GÜNDEM
Çölde yürüyen bir kişinin vahaya rastlaması gibi günler yaşıyoruz. İşsizlik almış başını gidiyor. Rakamlarda ne kadar oynarlarsa oynasınlar gözü açık belli bir kesim (amiyane tabirle) yemiyor. İnanan kesim de aslında kutuplaşmanın etkisi ile inanmış gibi gözüküyor. Fiyat artışları, o da almış başını gidiyor. Enflasyonun açıklananın kat be kat üstünde olduğunu herkes biliyor. Bir kısmı bu konudaki şikâyetlerini bangır bangır bağırsa da belli bir kesim yine kutuplaşmanın etkisiyle ‘’Yok canım! O kadar da değil..’’ demek zorunda kalıyor. Merkez Bankasının rezervleri tam takır kuru bakır olmuş, kovit-19 ile mücadele de istediğiniz kadar rakamları çarpıtın gerçek durumu bilen biliyor.
İnanın bu karamsar tabloyu yazmaktan çok ama çok rahatsız oluyorum. İşte tam bu tablonun altında ezilen siyasi iktidar ilk cümlede yazdığımız gibi çölde vahaya rastlıyor. Susuzluktan dili damağı kurumuş iktidar bir çay bardağı su için on takla atmaya hazırlanırken masasının üstüne bir sürahi su ve yanına da bardak konulmuş oluyor. Kim bu sürahi ve bardağı masaya koyanlar? Çöldeki vahayı yaratanlar…
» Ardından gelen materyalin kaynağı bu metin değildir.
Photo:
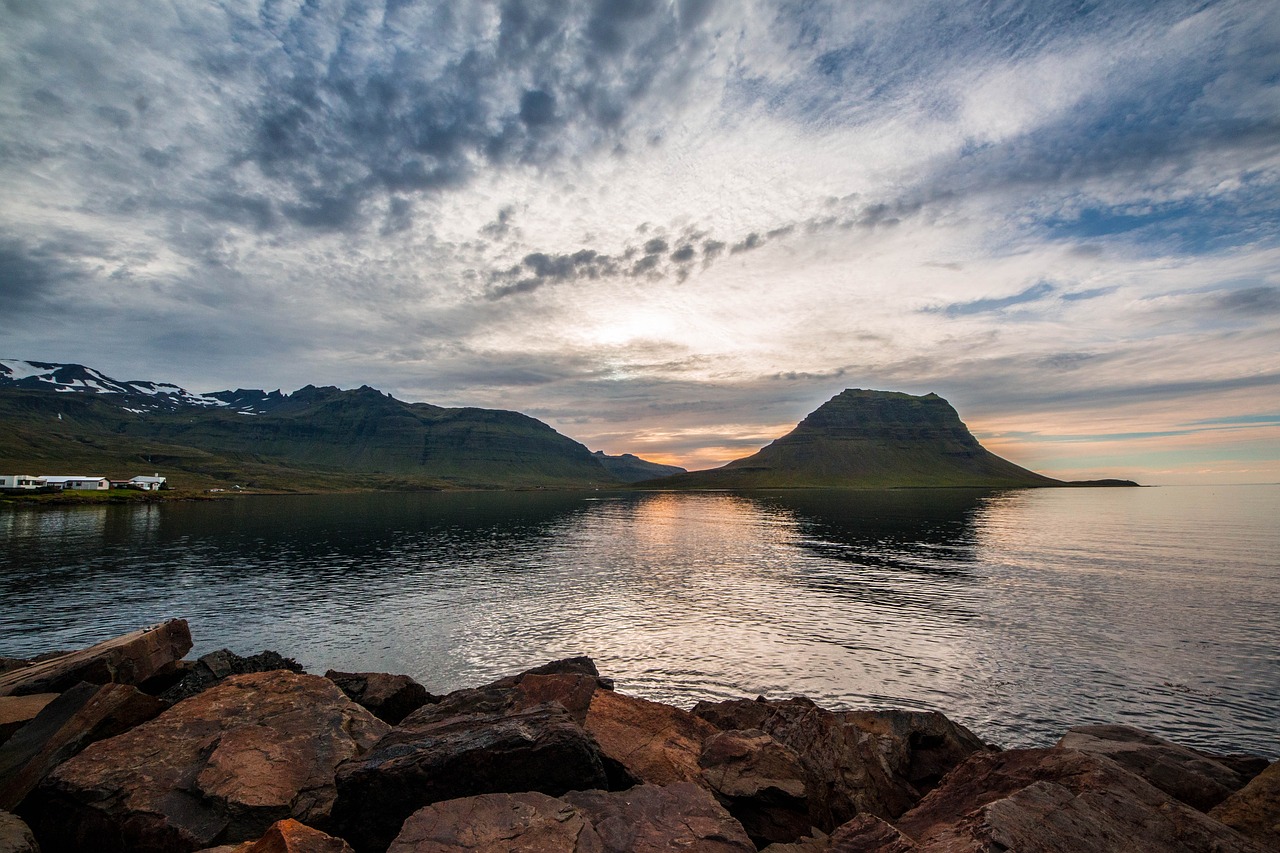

Bir taraftan Fikri Sağlar, diğer taraftan İlker Başbuğ siyasi iktidarın imdadına koşuyorlar. Ekonomik krizin altında ezilen siyasi iktidarın gündem değiştirmesi için aradığı kanı vermiş oluyor. Asla iktidarın anladığı gibi düşünmeyen Sağlar ve Başbuğ’un açıklamaları eğilip, büyülerek yandaşlara servis edilip hiç değilse birkaç günlük nefes alma ortamı yaratıyor.
Sayın Fikri Sağlar siyasette yakından takip ettiğim, çok konuda da takdir ettiğim bir kişidir. Eşimin hemşerisi olması nedeniyle de ayrı bir yakınlık duyarım. Siyasetin fokur fokur kaynadığı bir ailenin içinden gelir. Ancak söylediklerine katılmıyorum. Velev ki söyledikleri doğru olsa bile Fikri Sağlar gibi aileden politikacı tecrübeli bir siyasetçinin bunu dile getirip ifşa etmesini ise hiç mi hiç kabul etmiyorum. Elbette halkın % 30 luk bir kesiminin güvenini kazananların hakkını vermek gerekir. Ancak bu, halkın istatistiklere göre % 62 sinin hukuka güvenini zedeleyen yargıçların ve yargı sisteminin yanında çok büyük bir azınlıkta olan başörtülü yargıçlara laf söylemenin pek anlamlı olduğunu kabul etmiyorum.
Sayın İlker Başbuğ’un söylediklerine gelince: Bir olay ancak bu kadar çarpıtılır. Sayın Başbuğ’un söylediklerinin geçmiş dönem için ortaya attığı bir tahmini, darbe çağrısı gibi algılamak ancak Hamza Yerlikaya için verilen mahkeme kararına rağmen mahkeme kararı var mı diye sorabilen bir hukukçu becerisidir. Bu arada Hamza Efendinin diplomasının sahteliğini yazan ağır ceza mahkemesi kararının ortalıkta dolanmasına karşılık ‘’Mahkeme kararı var mı?’’ diyen bir hukukçu milletvekilini bir türlü anlayamadığımı, bu beyanını hazmedemediğimi yazmadan geçemeyeceğim. Hukukçu olmasa mahkeme kararının ne demek olduğunu anlayamadı diyeceğim. Ama ne yazık ki hukukçu! Sayın Fikri Sağlar: Başörtüsünü bırak ta böyle hukukçuların yasa çıkarmasına bak lütfen!